Fortunatamente non tutto sembra essere perduto, ed i cittadini pianigiani, cresciuti in un territorio ostico, hanno imparato, negli anni, a non disperare, ad essere sempre positivi e a vedere il bicchiere mezzo pieno. Proprio in virtù di ciò l’amministrazione comunale ha accolto positivamente la rassicurazione dell’amministrazione provinciale, che ha promesso che «in tempi brevi la gara verrà nuovamente bandita».
Non si tratta quindi di una perdita di finanziamento ma solamente di un ulteriore ritardo nell’aggiudicazione, in attesa che i luoghi resi famosi dalle indagini di Paolo Orsi, Salvatore Settis, Maria Teresa Iannelli e Maurizio Paoletti possano tornare a splendere nel più breve tempo possibile.

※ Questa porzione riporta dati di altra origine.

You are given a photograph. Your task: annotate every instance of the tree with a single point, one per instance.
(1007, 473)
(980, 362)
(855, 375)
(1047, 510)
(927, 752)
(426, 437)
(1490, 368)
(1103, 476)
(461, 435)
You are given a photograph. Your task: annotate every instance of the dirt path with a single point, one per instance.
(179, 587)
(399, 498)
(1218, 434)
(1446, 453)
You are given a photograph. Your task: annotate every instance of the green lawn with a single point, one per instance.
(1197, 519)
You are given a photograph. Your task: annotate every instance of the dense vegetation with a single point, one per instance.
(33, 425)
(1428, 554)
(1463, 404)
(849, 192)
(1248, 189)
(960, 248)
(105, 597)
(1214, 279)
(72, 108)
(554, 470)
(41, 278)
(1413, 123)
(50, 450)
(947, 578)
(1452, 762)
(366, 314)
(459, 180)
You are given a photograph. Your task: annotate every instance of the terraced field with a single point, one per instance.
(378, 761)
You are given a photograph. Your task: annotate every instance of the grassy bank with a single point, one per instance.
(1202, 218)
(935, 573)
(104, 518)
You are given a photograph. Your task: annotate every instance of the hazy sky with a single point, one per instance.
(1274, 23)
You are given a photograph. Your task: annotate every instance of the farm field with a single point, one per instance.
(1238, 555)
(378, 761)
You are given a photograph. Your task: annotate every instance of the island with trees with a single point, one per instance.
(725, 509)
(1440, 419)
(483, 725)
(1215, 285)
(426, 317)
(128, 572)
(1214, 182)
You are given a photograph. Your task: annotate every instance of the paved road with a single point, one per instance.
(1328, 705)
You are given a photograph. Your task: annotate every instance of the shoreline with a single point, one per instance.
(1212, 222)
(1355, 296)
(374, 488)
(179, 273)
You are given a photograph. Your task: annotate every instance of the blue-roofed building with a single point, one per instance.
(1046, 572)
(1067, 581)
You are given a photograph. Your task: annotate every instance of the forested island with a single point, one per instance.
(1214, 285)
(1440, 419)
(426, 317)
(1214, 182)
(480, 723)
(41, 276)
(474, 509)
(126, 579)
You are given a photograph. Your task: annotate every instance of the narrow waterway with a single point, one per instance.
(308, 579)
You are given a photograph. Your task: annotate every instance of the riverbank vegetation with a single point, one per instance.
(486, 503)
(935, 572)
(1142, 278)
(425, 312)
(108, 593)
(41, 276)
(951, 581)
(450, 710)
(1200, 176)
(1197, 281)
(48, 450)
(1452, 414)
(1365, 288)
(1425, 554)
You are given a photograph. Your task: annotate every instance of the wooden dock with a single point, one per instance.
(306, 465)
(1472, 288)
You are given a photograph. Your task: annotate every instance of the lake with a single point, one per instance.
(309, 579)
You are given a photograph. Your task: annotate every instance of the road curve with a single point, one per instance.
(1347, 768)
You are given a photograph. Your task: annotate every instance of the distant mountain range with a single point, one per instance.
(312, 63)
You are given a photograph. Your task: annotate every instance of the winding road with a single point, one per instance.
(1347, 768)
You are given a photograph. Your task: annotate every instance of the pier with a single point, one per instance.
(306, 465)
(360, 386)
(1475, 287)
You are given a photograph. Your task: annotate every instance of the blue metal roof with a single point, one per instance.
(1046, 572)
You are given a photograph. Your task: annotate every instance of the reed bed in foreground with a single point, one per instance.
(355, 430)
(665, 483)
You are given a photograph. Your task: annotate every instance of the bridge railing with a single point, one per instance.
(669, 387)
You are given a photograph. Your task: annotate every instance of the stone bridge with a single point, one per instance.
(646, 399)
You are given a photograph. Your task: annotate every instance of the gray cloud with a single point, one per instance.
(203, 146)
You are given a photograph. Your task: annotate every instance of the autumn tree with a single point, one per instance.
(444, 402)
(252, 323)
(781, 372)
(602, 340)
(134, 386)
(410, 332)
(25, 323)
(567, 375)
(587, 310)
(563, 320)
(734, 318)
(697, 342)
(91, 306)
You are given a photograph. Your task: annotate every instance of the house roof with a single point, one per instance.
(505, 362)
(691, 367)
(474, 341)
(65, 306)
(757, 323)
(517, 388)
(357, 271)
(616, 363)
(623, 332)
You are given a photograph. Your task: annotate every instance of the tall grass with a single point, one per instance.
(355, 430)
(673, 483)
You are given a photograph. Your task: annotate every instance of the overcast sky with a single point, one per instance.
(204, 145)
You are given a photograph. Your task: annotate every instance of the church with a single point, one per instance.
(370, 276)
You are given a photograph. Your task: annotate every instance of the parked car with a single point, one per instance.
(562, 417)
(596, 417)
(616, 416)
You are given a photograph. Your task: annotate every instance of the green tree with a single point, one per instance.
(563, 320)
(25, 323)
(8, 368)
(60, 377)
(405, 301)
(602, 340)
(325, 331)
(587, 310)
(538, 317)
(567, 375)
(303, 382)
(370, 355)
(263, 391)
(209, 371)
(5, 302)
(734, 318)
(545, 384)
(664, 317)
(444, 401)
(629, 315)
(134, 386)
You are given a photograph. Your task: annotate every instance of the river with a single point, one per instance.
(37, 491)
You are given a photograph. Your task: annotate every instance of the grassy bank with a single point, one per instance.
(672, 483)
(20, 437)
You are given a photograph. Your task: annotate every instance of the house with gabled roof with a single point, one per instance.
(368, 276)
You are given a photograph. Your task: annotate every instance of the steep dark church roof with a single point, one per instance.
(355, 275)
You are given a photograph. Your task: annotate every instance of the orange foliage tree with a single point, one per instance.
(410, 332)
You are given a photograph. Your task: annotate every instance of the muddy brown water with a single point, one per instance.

In merito a questo argomento, è bene sapere che il comune di Rosarno, circa due settimane fa, ha ricevuto la visita informale di Salvatore Settis (archeologo e storico dell’arte di fama internazionale), il quale, trovandosi in Calabria per la presentazione di un evento culturale, ha voluto omaggiare della sua graditissima presenza la città che gli diede i natali.
Molto soddisfatta dell’incontro Elisabetta Tripodi: «in questa occasione abbiamo avuto modo di allacciare dei rapporti con una delle massime personalità in campo archeologico, prendendo accordi per un rilancio delle attività all’interno del Parco». L’ex direttore della Normale di Pisa, infatti, ha garantito un suo personale intervento a supporto del rilancio del Parco archeologico, che garantirà l’invio, da settembre, di un gruppo di suoi allievi direttamente sul campo.
Settis ha inoltre assicurato il suo interessamento per una ulteriore verifica delle possibilità, grazie eventualmente ad una campagna di nuovi scavi, per rendere questo bene vitale ed appetibile sia agli studiosi che ai semplici appassionati sparsi per lo stivale d’Italia.